Other incidents of the trial require our consideration. During the summation of the district attorney he made these statements: ■ “ He [complainant] starts out with $57.00, because he was mistaken when he said $67.00, and I knew the poor man was mistaken because he had told me long ago, he had sworn to that before the Grand Jury that it was and I knew it was $57.00 and had a perfect right to correct it.

“ Mr. Scully: I object to bringing in evidence before the Grand Jury.

“ The Court: If you want to enter an exception you can make your exceptions at the end.”

The district attorney, continuing: The fact is, gentlemen of the jury, I knew what he had, what the amount was. I knew what he had told me and counsel knows that I knew, and when the poor man mistakenly said $67.00 he didn’t mean that any more than I did, and I had a perfect right to correct him. He knows I had a perfect right to correct him, and he was going to buy $11.00 worth of booze when as a matter of fact it was one dollar and some odd cents, that is what he was trying to get at.

This young man has been convicted of a crime before. His brother has been convicted of a crime before, and the police of the 4th precinct know the Wydra boys. They have known them for years.

“ Whose picture is that? That is the man that struck Steve. That is the man that attempted to rob him. That is the man that assaulted him, and who is this man, Wydra. The case is solved. Wydra the well known criminal.”

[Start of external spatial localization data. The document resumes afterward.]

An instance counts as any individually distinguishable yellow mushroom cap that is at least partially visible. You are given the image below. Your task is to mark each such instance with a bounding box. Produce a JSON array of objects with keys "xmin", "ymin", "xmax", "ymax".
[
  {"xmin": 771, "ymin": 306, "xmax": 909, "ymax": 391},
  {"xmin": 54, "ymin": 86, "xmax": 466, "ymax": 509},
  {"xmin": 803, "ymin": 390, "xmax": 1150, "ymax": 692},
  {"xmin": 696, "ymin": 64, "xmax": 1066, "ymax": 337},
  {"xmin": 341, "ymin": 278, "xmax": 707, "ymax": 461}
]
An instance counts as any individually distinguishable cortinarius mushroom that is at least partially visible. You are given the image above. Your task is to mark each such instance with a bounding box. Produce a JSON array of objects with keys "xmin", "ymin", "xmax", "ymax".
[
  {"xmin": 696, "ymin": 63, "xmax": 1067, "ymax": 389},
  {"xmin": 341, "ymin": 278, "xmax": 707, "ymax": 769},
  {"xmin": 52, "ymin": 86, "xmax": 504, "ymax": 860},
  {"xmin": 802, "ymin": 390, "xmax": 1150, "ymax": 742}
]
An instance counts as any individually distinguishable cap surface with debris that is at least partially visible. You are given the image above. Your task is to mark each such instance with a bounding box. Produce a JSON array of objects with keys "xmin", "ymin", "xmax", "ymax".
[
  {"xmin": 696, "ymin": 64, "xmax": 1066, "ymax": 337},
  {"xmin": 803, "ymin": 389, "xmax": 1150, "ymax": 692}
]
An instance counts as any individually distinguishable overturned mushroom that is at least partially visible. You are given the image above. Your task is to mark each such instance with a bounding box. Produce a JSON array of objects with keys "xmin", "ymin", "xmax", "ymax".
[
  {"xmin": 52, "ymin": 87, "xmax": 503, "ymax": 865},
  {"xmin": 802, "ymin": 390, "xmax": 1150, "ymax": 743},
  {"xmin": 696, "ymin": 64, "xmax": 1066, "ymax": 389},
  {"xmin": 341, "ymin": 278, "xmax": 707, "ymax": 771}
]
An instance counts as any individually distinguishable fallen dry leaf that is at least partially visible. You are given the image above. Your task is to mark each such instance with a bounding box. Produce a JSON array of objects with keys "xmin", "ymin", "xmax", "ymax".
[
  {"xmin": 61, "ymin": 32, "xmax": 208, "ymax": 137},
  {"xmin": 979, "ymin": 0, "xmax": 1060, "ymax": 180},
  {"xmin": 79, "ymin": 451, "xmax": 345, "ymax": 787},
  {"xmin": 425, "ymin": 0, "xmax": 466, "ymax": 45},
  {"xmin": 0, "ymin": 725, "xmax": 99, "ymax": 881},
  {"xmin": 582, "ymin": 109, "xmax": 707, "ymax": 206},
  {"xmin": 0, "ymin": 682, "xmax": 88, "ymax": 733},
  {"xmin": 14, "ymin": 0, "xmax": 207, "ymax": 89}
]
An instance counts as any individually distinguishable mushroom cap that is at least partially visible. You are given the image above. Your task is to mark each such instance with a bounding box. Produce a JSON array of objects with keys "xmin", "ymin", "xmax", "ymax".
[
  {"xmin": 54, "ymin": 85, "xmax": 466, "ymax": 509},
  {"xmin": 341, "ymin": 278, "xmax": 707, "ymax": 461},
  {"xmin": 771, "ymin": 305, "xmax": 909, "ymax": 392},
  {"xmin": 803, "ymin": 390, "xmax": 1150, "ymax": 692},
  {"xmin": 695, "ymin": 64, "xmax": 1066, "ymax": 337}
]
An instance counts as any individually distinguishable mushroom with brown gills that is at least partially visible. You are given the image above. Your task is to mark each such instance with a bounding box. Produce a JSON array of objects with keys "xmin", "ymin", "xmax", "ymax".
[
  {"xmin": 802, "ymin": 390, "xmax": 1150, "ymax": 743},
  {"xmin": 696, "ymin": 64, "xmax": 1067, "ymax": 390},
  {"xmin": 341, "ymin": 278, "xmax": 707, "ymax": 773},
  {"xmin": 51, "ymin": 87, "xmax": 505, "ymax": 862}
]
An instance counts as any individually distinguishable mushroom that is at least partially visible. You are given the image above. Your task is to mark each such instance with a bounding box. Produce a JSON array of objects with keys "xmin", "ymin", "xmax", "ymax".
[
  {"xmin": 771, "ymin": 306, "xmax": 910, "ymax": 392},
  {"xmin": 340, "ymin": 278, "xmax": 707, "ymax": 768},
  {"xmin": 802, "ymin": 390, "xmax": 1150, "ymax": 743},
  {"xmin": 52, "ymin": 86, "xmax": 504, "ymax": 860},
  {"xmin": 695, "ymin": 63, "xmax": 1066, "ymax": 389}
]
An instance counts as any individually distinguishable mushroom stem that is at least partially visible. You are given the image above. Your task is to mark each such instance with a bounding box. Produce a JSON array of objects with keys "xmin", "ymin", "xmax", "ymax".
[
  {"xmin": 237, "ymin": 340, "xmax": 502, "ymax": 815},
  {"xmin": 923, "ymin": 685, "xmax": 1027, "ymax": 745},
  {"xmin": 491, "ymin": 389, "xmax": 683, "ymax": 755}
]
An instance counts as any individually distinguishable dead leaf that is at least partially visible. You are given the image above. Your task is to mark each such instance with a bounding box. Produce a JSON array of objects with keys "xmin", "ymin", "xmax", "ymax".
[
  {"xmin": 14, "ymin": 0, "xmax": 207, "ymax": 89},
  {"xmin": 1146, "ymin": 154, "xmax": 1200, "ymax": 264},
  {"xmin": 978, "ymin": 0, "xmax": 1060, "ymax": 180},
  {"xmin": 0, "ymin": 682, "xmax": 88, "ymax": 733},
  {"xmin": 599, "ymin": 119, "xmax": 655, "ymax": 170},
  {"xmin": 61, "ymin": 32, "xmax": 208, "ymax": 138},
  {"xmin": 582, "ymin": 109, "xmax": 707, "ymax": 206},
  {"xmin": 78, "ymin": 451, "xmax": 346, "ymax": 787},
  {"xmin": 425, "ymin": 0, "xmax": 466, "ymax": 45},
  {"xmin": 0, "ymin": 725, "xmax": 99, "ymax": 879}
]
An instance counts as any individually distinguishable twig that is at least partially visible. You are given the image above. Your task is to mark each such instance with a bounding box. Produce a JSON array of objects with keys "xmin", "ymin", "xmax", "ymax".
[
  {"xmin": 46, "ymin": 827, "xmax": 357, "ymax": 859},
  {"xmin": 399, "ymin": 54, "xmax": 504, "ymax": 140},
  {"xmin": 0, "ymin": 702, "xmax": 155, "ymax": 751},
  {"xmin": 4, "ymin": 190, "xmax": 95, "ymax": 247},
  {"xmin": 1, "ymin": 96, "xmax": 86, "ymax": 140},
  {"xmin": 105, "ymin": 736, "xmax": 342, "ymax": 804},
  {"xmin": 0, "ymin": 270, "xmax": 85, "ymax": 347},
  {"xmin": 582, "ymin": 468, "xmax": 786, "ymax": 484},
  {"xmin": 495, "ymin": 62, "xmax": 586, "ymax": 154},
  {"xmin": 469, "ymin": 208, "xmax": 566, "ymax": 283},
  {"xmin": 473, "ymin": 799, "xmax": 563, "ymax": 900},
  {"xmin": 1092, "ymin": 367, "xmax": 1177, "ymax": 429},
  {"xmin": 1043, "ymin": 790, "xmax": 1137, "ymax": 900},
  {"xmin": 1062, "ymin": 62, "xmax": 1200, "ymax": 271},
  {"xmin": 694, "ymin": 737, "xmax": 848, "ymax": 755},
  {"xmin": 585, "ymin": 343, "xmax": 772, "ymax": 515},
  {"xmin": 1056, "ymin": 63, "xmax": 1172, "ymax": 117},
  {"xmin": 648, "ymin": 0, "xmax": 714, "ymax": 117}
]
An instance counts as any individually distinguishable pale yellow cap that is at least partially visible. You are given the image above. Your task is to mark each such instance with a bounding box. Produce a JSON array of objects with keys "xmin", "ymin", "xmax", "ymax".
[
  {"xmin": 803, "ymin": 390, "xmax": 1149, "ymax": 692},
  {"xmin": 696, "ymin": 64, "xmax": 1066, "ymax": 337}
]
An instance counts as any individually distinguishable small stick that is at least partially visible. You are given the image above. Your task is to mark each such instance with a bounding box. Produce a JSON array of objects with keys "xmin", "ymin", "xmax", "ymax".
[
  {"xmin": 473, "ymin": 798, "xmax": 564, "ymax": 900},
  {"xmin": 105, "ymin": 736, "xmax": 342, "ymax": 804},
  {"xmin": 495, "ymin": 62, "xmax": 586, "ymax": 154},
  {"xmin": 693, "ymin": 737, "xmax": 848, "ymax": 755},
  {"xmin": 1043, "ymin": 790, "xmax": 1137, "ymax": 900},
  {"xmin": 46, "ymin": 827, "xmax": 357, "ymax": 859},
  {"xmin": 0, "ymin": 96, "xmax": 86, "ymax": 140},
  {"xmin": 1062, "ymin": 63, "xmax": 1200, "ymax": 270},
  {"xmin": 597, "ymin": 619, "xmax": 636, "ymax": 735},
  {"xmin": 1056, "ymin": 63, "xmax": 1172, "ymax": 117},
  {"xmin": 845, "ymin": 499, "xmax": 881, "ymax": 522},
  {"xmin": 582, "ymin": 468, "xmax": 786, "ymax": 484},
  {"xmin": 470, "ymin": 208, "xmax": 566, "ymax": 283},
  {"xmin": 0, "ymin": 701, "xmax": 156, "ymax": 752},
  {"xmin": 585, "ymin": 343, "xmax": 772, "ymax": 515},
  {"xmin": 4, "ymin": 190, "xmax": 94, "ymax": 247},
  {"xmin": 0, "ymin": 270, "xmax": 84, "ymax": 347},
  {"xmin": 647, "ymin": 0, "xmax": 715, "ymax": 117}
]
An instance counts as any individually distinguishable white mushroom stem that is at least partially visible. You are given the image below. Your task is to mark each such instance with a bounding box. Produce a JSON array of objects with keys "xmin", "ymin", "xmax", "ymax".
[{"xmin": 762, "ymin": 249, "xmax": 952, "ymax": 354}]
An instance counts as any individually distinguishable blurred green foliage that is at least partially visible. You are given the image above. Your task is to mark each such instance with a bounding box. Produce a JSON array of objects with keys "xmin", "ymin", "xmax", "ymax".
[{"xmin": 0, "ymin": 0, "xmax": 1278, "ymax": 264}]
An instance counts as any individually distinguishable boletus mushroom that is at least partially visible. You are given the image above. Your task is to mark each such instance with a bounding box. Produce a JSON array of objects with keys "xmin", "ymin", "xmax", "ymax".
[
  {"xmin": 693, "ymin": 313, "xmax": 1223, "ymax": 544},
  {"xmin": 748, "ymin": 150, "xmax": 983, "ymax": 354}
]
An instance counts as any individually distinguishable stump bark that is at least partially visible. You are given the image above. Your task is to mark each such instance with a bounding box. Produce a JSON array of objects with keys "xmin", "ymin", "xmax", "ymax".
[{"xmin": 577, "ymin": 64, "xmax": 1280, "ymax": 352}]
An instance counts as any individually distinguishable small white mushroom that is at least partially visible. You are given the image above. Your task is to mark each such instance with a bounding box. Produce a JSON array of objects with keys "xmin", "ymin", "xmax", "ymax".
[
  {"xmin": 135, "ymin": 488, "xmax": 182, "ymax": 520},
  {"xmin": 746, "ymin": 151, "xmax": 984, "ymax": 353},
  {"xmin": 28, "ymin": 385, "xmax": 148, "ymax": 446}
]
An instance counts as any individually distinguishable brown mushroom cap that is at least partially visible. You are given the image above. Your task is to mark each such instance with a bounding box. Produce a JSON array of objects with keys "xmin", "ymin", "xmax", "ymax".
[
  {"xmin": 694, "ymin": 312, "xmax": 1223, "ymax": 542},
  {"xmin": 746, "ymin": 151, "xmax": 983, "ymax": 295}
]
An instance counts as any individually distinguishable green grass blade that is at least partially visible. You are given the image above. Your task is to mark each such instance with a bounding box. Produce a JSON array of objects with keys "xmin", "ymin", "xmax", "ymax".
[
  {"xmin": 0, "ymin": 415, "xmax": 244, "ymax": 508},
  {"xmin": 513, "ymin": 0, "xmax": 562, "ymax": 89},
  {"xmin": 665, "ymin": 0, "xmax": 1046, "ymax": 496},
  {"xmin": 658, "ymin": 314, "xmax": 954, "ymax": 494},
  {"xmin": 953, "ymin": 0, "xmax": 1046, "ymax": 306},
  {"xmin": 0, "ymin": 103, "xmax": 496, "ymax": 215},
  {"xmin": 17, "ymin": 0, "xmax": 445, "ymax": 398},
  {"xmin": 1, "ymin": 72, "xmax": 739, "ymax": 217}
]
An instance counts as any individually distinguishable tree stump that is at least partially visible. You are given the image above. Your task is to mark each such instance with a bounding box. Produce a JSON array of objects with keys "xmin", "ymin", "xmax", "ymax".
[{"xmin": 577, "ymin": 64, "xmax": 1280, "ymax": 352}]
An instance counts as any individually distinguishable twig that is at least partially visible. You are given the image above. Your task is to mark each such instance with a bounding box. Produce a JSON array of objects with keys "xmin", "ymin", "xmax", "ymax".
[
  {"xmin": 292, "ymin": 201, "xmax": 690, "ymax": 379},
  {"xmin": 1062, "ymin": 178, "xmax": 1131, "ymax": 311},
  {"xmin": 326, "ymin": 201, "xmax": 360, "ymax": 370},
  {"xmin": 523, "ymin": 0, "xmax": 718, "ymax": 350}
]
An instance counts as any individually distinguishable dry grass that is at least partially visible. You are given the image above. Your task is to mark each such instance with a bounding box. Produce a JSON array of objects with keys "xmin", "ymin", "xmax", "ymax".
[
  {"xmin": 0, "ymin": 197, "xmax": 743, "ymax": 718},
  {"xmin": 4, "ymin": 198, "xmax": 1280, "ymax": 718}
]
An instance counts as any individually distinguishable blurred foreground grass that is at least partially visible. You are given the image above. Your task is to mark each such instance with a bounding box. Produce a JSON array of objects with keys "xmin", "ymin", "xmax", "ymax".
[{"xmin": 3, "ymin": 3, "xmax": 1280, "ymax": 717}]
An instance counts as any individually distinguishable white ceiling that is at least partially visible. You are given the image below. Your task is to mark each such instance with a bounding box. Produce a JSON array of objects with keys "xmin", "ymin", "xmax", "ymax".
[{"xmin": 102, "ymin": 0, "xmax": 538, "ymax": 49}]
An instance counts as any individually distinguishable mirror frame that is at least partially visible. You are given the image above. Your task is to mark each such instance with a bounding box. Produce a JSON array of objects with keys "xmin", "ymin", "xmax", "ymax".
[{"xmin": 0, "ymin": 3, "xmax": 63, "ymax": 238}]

Defendant’s counsel offered to prove that defendant had not been working for some time because he had been suffering from epilepsy and that this had prevented him from working. This was offered to offset the inference which had been presented by the district attorney that defendant was a lazy, ne’er do well with plenty of time on hand for criminality. This was error.

In his charge to the jury the court correctly said: there being no claim that defendant was aided by an accomplice * * *.

*187“ Now, gentlemen, if Wydra was not with this man that night, why, of course, he could not have 'committed the crime.”

Later defendant’s counsel requested this charge: “ I ask Your Honor to charge that if they find the defendant was not at the place of the robbery when it was alleged it was committed, then I ask the Court to direct a verdict of acquittal if he wasn’t at the place of the robbery at the time.”

To which the court replied: “ I think I have covered that. If you find that the man was not there, I will go to this extent and say to you, you may take that fact into consideration in determining whether or not he is guilty of this crime, because the law provides that the jury must consider all of the evidence in the case, and must find the defendant guilty beyond a reasonable doubt on all of the evidence as presented.”

As I have stated, the court in its original charge properly “ covered ” the effect of a finding that defendant was not present at the time the crime was committed. However, the remarks made as above quoted decidedly altered the effect of that charge. And to make matters worse the following colloquy occurred:

“ Mr. Scully: May I have an exception to that ruling, and point out to the Comet, and ask him to charge again that if they find the defendant was not there at the time the crime was committed he must be acquitted.
“The Court: I decline to charge as requested.”

The request should have been granted and its denial was the last utterance of the court before the jurymen left the court room to begin their deliberations.

All these incidents taken in the aggregate present a picture of a criminal trial so unfair and prejudicial to defendant that we are constrained to grant a new trial.

All concur. Present — Sears, P. J., Taylor, Edgcomb, Crosby and Lewis, JJ.

Judgment of conviction reversed on the law and new trial granted.